The BDC curriculum develops a participant’s financial literacy based on managing business operating costs, monitoring cash flow and developing business equity. Computer competency, using Word and Excel, is another outcome of the program. Participants work to develop their business idea, complete a business plan and implement their business concept.

The course begins with the development of the business financials. Operating expense information gives the participant an understanding of what it costs to run the business they have in mind. Expense information reveals the product or service price needed to cover costs. Participants develop three years of financials and the narrative to explain the financials.

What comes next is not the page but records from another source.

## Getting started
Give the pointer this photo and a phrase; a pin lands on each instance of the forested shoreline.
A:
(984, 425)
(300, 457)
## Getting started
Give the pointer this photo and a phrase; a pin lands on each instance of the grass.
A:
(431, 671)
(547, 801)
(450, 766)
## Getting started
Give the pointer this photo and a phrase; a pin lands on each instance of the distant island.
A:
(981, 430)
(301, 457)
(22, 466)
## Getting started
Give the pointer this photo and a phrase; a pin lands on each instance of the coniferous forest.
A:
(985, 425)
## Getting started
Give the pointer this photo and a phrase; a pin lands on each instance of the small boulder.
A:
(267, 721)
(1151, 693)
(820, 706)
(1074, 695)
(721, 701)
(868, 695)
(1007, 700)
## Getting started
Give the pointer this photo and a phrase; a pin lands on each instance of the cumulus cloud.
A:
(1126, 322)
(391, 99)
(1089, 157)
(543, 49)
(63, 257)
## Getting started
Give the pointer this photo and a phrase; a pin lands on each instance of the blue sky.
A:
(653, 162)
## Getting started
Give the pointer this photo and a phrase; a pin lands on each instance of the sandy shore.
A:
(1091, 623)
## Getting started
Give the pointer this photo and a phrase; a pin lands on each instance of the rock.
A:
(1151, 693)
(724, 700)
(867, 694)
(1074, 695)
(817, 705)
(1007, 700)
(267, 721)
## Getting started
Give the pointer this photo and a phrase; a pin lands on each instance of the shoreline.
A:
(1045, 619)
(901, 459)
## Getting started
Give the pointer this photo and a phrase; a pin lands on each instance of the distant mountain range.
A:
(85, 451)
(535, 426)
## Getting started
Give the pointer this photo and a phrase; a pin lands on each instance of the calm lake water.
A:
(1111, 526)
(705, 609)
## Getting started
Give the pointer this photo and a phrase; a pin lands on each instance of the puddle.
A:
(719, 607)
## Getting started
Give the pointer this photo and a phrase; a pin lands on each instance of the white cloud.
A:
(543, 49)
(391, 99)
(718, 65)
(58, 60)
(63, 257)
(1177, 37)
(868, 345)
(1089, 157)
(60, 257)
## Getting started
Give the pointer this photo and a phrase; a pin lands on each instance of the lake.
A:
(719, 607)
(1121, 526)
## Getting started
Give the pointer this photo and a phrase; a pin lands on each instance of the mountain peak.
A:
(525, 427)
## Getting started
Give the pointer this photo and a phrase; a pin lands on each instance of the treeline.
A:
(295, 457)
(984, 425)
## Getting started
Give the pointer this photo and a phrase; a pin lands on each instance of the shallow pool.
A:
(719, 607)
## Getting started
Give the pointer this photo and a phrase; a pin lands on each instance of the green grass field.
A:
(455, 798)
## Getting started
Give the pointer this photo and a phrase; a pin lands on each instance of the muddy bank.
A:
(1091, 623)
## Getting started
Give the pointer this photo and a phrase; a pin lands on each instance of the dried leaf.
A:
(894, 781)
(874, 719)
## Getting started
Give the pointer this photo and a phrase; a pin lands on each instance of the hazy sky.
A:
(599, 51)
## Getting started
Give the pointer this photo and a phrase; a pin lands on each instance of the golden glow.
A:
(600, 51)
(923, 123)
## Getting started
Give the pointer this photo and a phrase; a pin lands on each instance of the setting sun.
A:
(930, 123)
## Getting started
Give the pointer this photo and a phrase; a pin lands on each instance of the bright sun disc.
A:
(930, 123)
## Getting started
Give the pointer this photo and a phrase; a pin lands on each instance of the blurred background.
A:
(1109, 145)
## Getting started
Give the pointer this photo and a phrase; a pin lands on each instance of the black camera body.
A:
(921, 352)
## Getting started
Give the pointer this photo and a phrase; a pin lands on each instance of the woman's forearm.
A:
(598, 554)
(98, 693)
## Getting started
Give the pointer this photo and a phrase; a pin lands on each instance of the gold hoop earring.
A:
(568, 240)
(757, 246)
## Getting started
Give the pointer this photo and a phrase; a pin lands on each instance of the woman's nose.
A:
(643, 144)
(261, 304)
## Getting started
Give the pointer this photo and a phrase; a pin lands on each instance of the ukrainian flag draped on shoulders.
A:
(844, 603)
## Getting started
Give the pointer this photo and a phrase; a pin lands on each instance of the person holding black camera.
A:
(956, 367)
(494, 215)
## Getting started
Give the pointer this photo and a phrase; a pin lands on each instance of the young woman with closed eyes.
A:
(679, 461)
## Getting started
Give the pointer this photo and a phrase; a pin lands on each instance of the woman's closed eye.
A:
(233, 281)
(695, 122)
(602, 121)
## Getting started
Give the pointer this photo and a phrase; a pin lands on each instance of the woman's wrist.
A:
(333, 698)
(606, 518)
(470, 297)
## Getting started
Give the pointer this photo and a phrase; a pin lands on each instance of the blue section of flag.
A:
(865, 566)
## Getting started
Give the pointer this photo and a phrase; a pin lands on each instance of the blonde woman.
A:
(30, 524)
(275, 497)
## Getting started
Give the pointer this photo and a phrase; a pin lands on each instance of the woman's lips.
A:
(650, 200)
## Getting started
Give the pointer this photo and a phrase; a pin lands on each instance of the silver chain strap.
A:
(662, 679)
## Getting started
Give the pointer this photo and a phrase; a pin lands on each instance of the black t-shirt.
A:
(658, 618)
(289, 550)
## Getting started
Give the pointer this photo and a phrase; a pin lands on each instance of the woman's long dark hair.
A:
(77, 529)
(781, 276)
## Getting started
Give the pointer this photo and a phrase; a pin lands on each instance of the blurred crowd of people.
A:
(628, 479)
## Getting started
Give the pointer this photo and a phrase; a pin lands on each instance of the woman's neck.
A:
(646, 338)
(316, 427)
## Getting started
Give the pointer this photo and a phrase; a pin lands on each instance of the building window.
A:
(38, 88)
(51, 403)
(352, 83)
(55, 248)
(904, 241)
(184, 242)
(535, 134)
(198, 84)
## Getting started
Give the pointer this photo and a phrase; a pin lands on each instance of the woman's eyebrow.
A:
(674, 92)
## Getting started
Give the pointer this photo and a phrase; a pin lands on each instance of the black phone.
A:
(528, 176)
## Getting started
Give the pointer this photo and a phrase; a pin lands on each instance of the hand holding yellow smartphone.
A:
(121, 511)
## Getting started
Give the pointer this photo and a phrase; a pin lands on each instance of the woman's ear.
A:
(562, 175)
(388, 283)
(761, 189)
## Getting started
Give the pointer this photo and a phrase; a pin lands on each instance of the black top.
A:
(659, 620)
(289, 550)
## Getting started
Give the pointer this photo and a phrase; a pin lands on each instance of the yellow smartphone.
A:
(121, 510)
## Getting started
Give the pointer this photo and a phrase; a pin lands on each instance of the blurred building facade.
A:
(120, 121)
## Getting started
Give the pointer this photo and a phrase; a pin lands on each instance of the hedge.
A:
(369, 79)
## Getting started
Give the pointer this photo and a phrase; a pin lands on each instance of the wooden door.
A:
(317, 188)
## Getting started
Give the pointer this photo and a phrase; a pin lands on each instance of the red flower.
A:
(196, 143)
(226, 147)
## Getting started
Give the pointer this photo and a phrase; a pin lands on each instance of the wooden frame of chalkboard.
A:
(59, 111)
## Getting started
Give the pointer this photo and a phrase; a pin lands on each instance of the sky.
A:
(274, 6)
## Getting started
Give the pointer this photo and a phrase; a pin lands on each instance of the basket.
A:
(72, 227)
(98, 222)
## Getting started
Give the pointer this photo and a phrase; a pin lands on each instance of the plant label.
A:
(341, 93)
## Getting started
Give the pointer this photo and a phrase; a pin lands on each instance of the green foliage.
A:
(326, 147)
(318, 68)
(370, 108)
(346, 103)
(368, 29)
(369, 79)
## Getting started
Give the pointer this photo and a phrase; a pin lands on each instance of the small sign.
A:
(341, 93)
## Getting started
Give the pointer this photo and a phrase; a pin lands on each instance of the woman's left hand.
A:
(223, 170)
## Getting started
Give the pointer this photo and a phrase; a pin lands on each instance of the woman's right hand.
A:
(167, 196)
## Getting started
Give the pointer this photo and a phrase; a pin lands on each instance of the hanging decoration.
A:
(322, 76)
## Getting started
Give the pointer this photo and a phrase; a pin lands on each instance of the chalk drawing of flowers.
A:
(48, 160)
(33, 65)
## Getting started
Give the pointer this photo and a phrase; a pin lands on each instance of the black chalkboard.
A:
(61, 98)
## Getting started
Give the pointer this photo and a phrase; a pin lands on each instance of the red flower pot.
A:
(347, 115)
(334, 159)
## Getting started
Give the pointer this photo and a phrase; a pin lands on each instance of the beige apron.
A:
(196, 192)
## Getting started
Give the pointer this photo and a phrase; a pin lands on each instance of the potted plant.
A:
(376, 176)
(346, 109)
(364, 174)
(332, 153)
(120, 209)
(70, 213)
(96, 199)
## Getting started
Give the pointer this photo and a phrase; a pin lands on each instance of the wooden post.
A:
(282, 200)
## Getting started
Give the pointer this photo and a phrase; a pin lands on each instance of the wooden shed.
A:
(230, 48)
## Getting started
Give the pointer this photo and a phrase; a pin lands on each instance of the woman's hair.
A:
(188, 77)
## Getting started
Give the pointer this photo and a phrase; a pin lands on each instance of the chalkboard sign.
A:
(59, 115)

In the current economic environment self-employment growth from all sectors of the population is a critical component to the revival of the general economy. Ironically, any surge in new business development has historically been during times of economic recession.  This is true for the disabled as well as the non-disabled.

If you know anyone with a disability that is interested in being self-supporting, share this blog. The NEBA website www.nebaworks.com provides information on both supported employment and self-employment.  Both paths lead to being self-supporting.

How can more individuals with disabilities participate in the current economic revival?

Explore the possibility of self-employment through a personal assessment.

Why is being self-supporting a benefit to all?

When the entire community is self-supporting, there is more for everyone.